Libra-VLA: Achieving Learning Equilibrium via Asynchronous Coarse-to-Fine Dual-System¶

Conference: ACL 2026
arXiv: 2604.24921
Code: https://libra-vla.github.io/
Area: VLA / Embodied AI / Dual-System Architecture
Keywords: Vision-Language-Action Models, Hybrid Action Space, Dual-System, Asynchronous Execution, Coarse-to-Fine

TL;DR¶

Libra-VLA decomposes robot actions into a hybrid action space of "discrete macro-intent + continuous micro-pose." It utilizes System 2 (VLM + parallel coarse-action head) for low-frequency planning and System 1 (diffusion transformer + independent SigLIP encoder) for high-frequency refinement. Achieving true asynchronous execution via an intent buffer, it reaches a SoTA of 97.2% on LIBERO and 79.5% zero-shot on LIBERO-Plus (10% higher than the previous OpenVLA-OFT+).

Background & Motivation¶

Background: VLA models (OpenVLA, π0, π0.5, GR00T-N1, etc.) have become the mainstream paradigm for open-world general-purpose robots, directly grounding language instructions into motor commands. Predominant approaches follow two paths: (a) discretizing continuous actions into 256 bins for AR prediction (OpenVLA, π0-FAST); (b) attaching a diffusion head to a VLM backbone for direct continuous action output (π0, GR00T-N1, Diffusion Policy).

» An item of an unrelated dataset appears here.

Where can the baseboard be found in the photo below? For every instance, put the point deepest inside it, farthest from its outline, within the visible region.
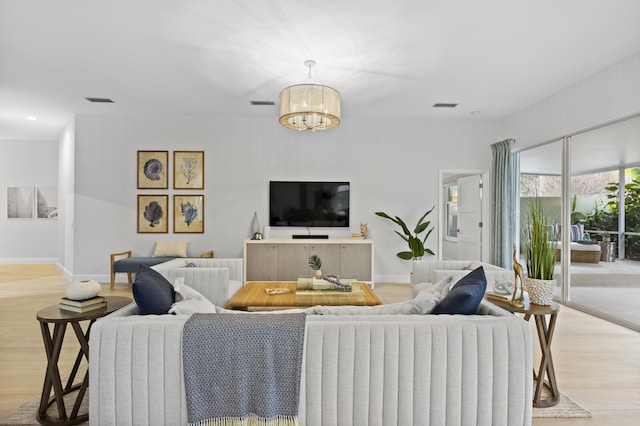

Limitations of Prior Work: Both approaches are monolithic "flat mappings"—a single network simultaneously processes high-level abstract semantic reasoning and low-level high-frequency motor control. This unified architecture ignores the inherent hierarchical structure of robot manipulation (coarse positioning followed by fine alignment), forcing a single model to bridge the massive "semantic-execution" gap and leading to excessive representation burden.

Existing hierarchical attempts are also insufficient: HAMSTER/MOKA use keypoints, and ViLA/Hi Robot use sub-instructions, focusing primarily on temporal dimension decomposition (shortening planning horizons). However, each step still requires crossing from high-level modalities to continuous motor commands, failing to simplify single-step representation complexity. HybridVLA, despite its name, independently predicts fine-grained actions and performs arithmetic averaging, which is essentially a parallel structure lacking hierarchy.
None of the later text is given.